For the first time in over four decades, the government is likely to convert a cess on domestically produced crude oil into an ad-valorem rate from a fixed per tonne levy, at present.
The Budget for 2016-17, the second full year Budget by Finance Minister Arun Jaitley is likely to make changes in the way Oil Industry Development Cess is levied to provide relief to companies such as ONGC and Cairn India that are being battered by oil prices plunging to 11-year low.
“There are indications the Budget may announce an ad valorem rate of cess instead of Rs 4,500 per tonne fixed levy currently,” a senior government official said.

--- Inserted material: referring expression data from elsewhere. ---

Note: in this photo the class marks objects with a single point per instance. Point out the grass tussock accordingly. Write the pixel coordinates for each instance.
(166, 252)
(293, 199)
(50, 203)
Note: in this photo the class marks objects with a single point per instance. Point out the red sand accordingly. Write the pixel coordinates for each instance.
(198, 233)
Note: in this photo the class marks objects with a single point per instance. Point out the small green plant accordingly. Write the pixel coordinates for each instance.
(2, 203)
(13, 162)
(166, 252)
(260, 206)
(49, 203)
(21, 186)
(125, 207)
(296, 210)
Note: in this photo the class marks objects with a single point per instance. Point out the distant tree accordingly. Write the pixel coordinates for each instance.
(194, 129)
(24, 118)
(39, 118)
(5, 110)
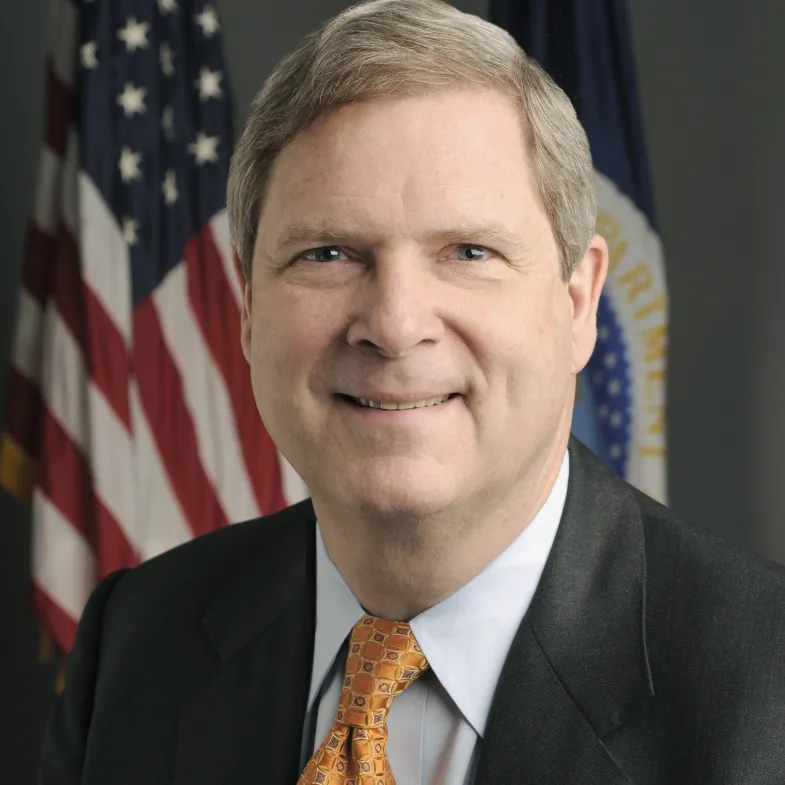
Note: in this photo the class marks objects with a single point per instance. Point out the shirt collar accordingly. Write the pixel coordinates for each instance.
(465, 637)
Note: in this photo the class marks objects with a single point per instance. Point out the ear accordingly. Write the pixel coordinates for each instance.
(585, 285)
(245, 324)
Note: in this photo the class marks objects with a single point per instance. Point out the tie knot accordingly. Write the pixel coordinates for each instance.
(384, 659)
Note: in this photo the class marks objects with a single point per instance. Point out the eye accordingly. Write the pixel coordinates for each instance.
(474, 252)
(323, 254)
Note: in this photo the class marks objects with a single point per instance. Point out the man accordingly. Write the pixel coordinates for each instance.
(469, 596)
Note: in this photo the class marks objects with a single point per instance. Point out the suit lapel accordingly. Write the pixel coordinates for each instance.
(247, 717)
(578, 663)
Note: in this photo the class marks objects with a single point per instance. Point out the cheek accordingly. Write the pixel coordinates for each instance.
(290, 336)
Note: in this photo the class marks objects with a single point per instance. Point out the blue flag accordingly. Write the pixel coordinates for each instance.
(620, 405)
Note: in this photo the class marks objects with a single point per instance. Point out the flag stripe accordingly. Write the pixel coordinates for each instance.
(160, 519)
(162, 399)
(60, 108)
(206, 397)
(40, 252)
(131, 424)
(64, 565)
(215, 307)
(53, 617)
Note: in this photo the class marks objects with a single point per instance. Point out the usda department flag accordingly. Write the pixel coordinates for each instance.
(620, 411)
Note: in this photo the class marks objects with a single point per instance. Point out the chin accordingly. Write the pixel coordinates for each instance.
(402, 494)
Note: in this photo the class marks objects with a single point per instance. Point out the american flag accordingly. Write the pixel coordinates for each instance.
(130, 424)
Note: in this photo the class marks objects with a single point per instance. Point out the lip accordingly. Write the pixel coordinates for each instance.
(392, 398)
(396, 414)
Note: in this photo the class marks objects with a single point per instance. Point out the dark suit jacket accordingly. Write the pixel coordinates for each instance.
(652, 653)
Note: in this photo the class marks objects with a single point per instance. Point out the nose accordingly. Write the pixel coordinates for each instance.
(396, 308)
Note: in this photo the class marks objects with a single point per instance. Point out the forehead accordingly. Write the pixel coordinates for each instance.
(459, 153)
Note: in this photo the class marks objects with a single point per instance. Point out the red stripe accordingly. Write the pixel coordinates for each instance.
(54, 618)
(65, 478)
(59, 116)
(24, 410)
(109, 361)
(163, 401)
(38, 262)
(215, 308)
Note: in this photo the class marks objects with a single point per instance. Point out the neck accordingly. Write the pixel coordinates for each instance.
(398, 569)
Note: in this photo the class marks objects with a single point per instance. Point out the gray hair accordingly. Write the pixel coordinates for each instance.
(398, 48)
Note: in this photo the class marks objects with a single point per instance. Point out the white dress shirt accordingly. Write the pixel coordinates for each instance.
(434, 724)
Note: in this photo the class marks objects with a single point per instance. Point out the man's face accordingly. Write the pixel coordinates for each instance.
(403, 256)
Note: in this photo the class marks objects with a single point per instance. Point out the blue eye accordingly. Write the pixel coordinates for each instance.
(313, 254)
(474, 248)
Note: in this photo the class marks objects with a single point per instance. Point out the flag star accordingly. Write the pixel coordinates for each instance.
(134, 34)
(88, 51)
(204, 148)
(167, 123)
(208, 21)
(129, 164)
(209, 84)
(167, 59)
(130, 228)
(169, 187)
(132, 100)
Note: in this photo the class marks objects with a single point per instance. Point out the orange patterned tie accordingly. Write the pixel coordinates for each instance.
(384, 659)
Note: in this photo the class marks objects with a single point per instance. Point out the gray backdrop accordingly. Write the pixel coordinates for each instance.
(712, 79)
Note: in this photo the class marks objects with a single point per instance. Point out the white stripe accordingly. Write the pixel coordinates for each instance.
(63, 40)
(206, 397)
(46, 210)
(64, 378)
(64, 389)
(112, 463)
(63, 564)
(26, 352)
(105, 264)
(294, 489)
(219, 226)
(160, 520)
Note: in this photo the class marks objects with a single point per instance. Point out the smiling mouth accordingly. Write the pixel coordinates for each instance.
(389, 406)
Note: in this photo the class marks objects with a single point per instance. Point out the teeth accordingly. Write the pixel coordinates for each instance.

The ad valorem rate of cess will results in higher payouts when prices are high and lower when rates fall. Currently, state-owned Oil and Natural Gas Corp (ONGC) and Oil India Ltd (OIL) pay a cess of Rs 4,500 per tonne on crude oil they produce from their allotted fields on a nomination basis.
Cairn has to pay the same cess for oil from the Rajasthan block.
With oil prices dropping to an 11-year low of under $35 per barrel, the cess translates into one-third of the realisation going away in just one levy.
The Budget may fix the levy at around 8-9 per cent of the crude oil price, the official said.
The Oil Industry (Development) Act, 1974, provides for collection of cess as a duty of excise on indigenous crude oil. Cess incurred by producers is not recoverable from refineries and thus, forms part of cost of production of crude oil. The cess was levied at Rs 60 per tonne in July 1974 and subsequently revised from time to time.
In 2005-06, when the crude oil prices had increased from an average of $40 per barrel to $60, the OID cess was raised from Rs 1,800 to Rs 2,500 per tonne from March 1, 2006.
Again, when the crude prices climbed to over $100, the rate of cess went up to Rs 4,500 (USD 12 per barrel) with effect from March 17, 2012.
While the government had effectively linked the cess rate to prevailing crude oil prices in the past, there has been no reduction when the oil prices have declined.
The official said the Oil Ministry has made a formal representation to the Finance Ministry for making the cess ad valorem. Also, companies like Cairn as well as industry associations too have made similar representations.
Oil producers say the current cess rate constitutes about one-third of the oil price, which has severely impacted several small discoveries and marginal fields, making many of the projects unviable.
In the low oil price environment, several countries including the UK, the US, and China have changed fiscal systems to increase production and promote investments.
Most of crude oil produced in India comes from pre-NELP and nomination blocks and is liable for payment of cess.
While New Exploration Licensing Policy (NELP) blocks like Reliance Industries’ KG-D6 are exempt from payment of cess, pre-NELP discovered blocks like Panna/Mukta and Tapti and Ravva pay a fixed rate of cess of Rs 900 per tonne.